Ce chemin est accessible à tous, on peut partir pérégriner dans le dénuement le plus complet c'est à dire comme si on n'avais pas le sou. mais je travaille ainsi que ma femme et je ne voulais
pas faire semblant et je me suis donc fixé un budget d'approximativement 300 euros.
J'ai dù réfléchir au moins deux jours...... et j'ai décidé de partir le 1 er mai ( le nombre de pont et de jours fériés me permettant de partir 12 jours).
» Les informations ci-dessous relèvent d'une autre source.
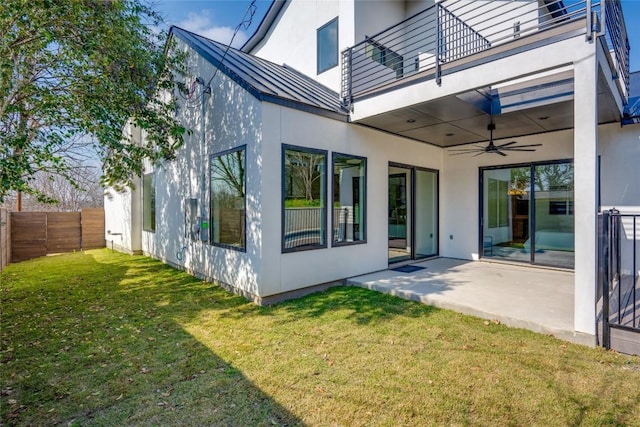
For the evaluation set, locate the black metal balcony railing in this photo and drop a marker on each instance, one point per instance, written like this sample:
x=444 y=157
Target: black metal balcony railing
x=617 y=41
x=454 y=29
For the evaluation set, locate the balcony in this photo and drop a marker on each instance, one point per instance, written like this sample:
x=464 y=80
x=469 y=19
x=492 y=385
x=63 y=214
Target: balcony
x=454 y=36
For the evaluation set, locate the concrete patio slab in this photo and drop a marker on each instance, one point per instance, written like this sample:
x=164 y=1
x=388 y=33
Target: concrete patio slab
x=538 y=299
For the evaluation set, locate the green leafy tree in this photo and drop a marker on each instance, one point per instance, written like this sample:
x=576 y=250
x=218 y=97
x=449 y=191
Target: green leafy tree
x=80 y=70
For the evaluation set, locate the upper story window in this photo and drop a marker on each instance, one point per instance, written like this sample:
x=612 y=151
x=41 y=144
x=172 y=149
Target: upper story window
x=328 y=45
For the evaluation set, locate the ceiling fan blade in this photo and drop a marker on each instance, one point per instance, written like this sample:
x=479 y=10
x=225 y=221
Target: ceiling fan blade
x=477 y=147
x=467 y=152
x=524 y=146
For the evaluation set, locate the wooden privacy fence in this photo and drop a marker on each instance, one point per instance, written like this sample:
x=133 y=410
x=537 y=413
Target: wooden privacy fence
x=35 y=234
x=5 y=238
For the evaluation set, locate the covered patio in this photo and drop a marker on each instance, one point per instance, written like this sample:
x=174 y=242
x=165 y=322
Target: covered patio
x=538 y=299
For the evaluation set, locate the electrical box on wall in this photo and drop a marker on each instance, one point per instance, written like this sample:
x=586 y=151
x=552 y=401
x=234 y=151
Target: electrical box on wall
x=204 y=229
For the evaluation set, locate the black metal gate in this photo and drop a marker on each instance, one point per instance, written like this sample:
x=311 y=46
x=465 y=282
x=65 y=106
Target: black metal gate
x=619 y=281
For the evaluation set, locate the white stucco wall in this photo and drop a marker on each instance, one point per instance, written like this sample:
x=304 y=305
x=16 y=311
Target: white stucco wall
x=232 y=118
x=123 y=224
x=289 y=271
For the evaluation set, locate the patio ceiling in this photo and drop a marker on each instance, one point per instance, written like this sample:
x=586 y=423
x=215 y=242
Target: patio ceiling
x=542 y=104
A partir de cette décision, j'ai passé
tout mon temps libre à construire mon itinéraire, à préparer mon sac, à me documenter gràce aux nombreux sites et blogs qui traite du sujet et au guide de la FFRP.
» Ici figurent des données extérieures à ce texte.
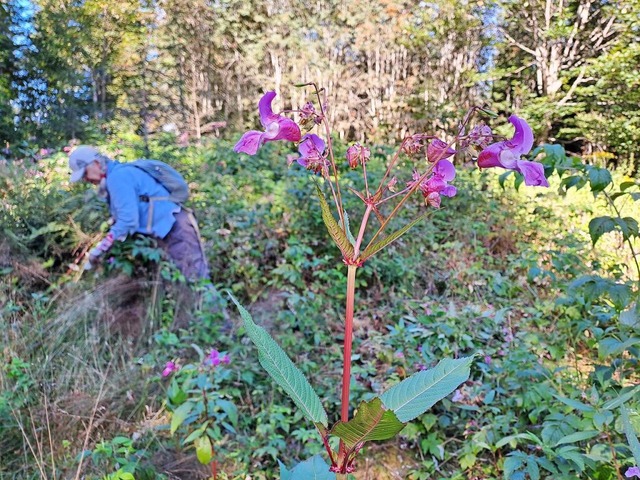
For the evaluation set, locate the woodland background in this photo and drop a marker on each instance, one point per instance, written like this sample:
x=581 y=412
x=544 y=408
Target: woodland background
x=94 y=69
x=540 y=284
J'avais au départ l'intention de partir de chez moi près de Lille, donc prendre la voie de Tours via Paris, mais en douze jours, j'aurais juste atteint Paris...... Et puis en lisant quelques
récits, ce chemin est pauvre en hébergements et surtout il y a peu de pélerins. Mon but était de rencontrer des pélerins et d'échanger, de partager, d'ouvrir mon coeur en quelque sorte; Coeur que
j'ai tendance à durcir en pensant que c'est mieux pour affronter la vie.
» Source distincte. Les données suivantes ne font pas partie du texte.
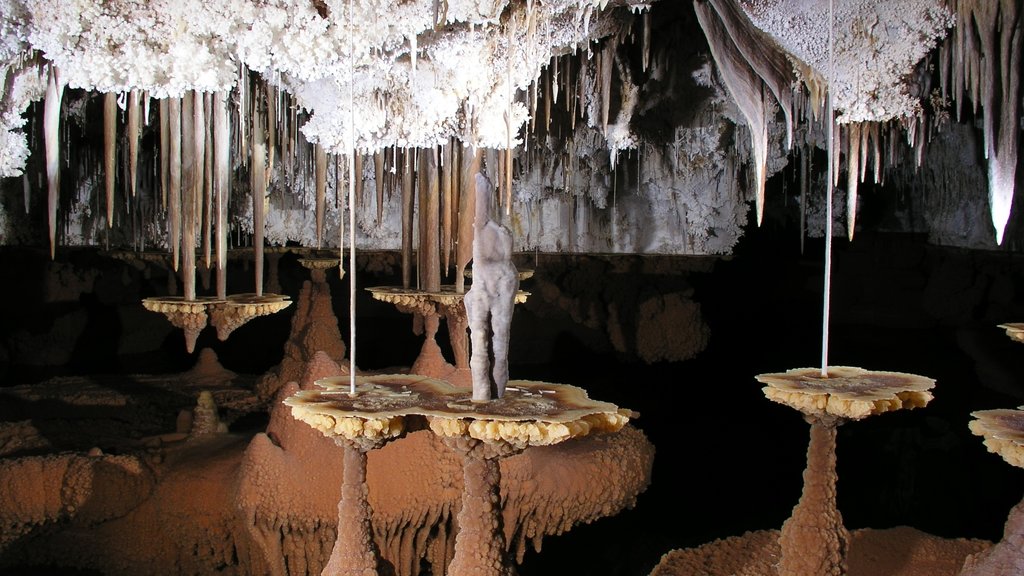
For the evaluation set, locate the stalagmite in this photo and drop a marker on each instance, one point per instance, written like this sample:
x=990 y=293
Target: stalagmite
x=221 y=142
x=51 y=130
x=110 y=151
x=174 y=178
x=646 y=40
x=189 y=175
x=770 y=64
x=446 y=170
x=408 y=199
x=605 y=68
x=199 y=160
x=852 y=176
x=747 y=89
x=429 y=235
x=165 y=151
x=258 y=167
x=134 y=111
x=321 y=155
x=208 y=174
x=379 y=181
x=467 y=208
Avant de partir, j'ai décidé de ne pas communiquer avec ma famille et notamment ma femme qu'au travers d'un sms par jour. "bien arrivé au gite, Bisous", et ce pendant 12 jours.
Je suis parti seul car j'ai voulu ôter toutes les référence à ma vie de sédentaire. On est sûr de ne plus être le fils, le père, le mari ou l'ami avec ses qualités et ses défauts. Et surtout en cas
de difficultés ou de mauvais choix, je ne pourrais m'en prendre qu'à moi. La procrastination étant un de mes nombreux défauts.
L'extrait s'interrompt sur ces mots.